Steer Away From Mode Collisions: Improving Composition In Diffusion Models¶
Conference: ICLR 2026
arXiv: 2509.25940
Code: https://github.com/debottam-dutta7/co3
Area: Diffusion Models / Compositional Generation
Keywords: Compositional Generation, Mode Collision, Tweedie Mean Composition, Gradient-free correction, Plug-and-play
TL;DR¶
To address concept omission or collision in multi-concept prompts for diffusion models, this paper proposes the "Mode Collision" hypothesis (mode overlap between joint and single-concept distributions). It introduces CO3 (Concept Contrasting Corrector), which steers generation away from degenerate modes by composing a corrected distribution \(\tilde{p}(x|C) \propto p(x|C) / \prod_i p(x|c_i)\) in the Tweedie mean space, achieving plug-and-play, gradient-free, and model-agnostic improvements in compositional generation.
Background & Motivation¶
Background: Diffusion models have achieved significant breakthroughs in text-to-image generation. However, even for simple multi-concept prompts (e.g., "a cat and a dog"), issues such as missing concepts, ambiguity, or unnatural fusions frequently occur.
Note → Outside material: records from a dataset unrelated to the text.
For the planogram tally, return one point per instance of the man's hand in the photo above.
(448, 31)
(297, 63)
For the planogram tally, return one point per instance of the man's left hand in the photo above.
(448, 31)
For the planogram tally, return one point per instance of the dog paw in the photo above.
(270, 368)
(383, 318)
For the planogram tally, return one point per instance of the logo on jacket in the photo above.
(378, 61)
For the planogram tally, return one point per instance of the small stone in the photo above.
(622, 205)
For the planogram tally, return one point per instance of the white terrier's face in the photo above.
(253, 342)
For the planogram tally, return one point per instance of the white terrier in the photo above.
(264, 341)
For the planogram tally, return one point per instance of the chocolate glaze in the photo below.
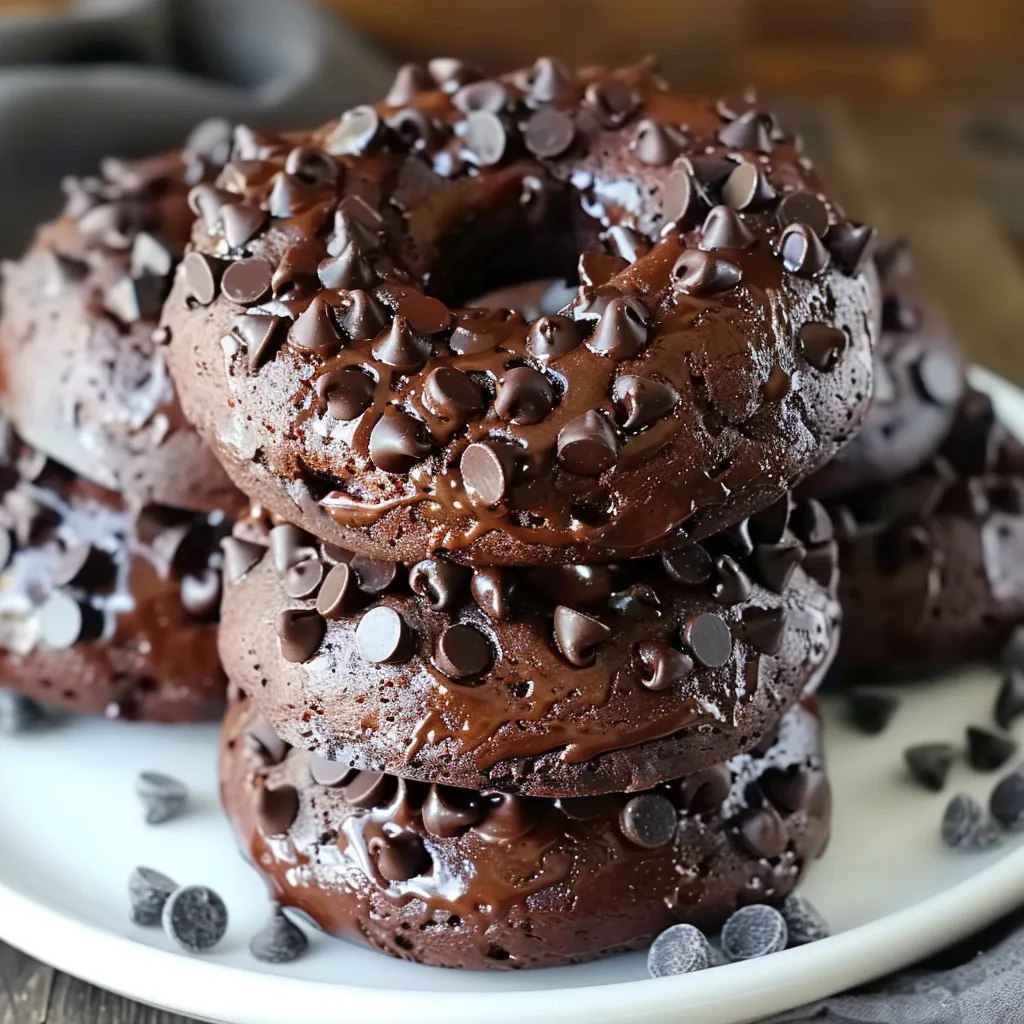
(375, 283)
(95, 598)
(458, 879)
(564, 679)
(929, 574)
(84, 379)
(919, 381)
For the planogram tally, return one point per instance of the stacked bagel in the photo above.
(523, 624)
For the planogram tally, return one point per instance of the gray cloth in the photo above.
(132, 77)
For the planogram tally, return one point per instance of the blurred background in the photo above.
(912, 109)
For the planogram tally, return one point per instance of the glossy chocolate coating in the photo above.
(754, 412)
(84, 379)
(597, 678)
(104, 610)
(930, 564)
(515, 883)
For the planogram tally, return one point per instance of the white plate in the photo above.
(71, 833)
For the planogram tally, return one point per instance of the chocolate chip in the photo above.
(551, 337)
(870, 711)
(987, 751)
(195, 918)
(747, 187)
(821, 344)
(649, 820)
(679, 949)
(754, 931)
(279, 941)
(641, 401)
(300, 633)
(383, 637)
(374, 576)
(247, 281)
(622, 330)
(806, 208)
(749, 131)
(802, 251)
(492, 591)
(448, 812)
(399, 856)
(579, 635)
(339, 593)
(259, 333)
(438, 582)
(1007, 801)
(851, 246)
(163, 797)
(929, 764)
(709, 637)
(1010, 699)
(463, 651)
(453, 395)
(690, 565)
(398, 441)
(355, 133)
(660, 666)
(697, 273)
(964, 825)
(147, 892)
(487, 470)
(587, 445)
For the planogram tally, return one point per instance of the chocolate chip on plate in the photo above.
(929, 764)
(147, 892)
(279, 941)
(195, 918)
(679, 949)
(163, 796)
(754, 931)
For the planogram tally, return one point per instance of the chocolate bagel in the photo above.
(930, 573)
(85, 379)
(460, 879)
(717, 351)
(548, 681)
(104, 610)
(919, 382)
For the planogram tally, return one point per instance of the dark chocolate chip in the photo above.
(748, 188)
(339, 594)
(579, 635)
(660, 666)
(463, 651)
(622, 330)
(641, 401)
(383, 637)
(195, 918)
(551, 337)
(709, 637)
(929, 764)
(696, 272)
(870, 711)
(723, 229)
(276, 810)
(588, 444)
(440, 583)
(690, 565)
(821, 344)
(803, 208)
(802, 251)
(987, 751)
(649, 820)
(300, 633)
(398, 441)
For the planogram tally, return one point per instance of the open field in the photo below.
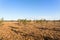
(33, 30)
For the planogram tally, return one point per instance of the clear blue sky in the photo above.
(30, 9)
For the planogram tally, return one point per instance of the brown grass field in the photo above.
(46, 30)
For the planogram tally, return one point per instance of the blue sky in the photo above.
(30, 9)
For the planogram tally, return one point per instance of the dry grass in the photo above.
(31, 31)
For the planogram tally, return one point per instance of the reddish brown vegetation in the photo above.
(30, 31)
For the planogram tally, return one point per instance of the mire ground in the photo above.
(30, 31)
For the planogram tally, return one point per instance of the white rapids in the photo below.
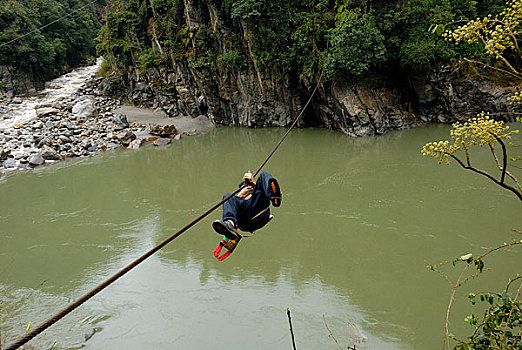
(56, 89)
Limitations of Prior Work: - Optimization-based correction methods (Attend-Excite, SynGen, ToMe) require gradient computation with respect to the model, making them model-dependent. - Composable Diffusion methods are model-agnostic but perform poorly because linear score composition at \(t>0\) does not correspond to a valid forward distribution. - Both approaches have strengths and weaknesses but lack a unified framework.
Key Challenge: The joint distribution \(p(x|C)\) of multi-concept prompts contains "problematic modes"—modes that highly overlap with single-concept distributions \(p(x|c_i)\), causing the generation to favor a single dominant concept.
Goal: (i) Theoretically analyze and unify existing methods (correction vs. composable diffusion); (ii) Design a training-free, gradient-free, and model-agnostic sampling correction strategy to improve multi-concept composition.
Key Insight: The paper proposes the "Mode Collision" hypothesis—when certain modes of \(p(x|C)\) overlap with \(p(x|c_i)\), sampling tends toward that single concept. The solution is to design a correction distribution that suppresses these overlapping regions.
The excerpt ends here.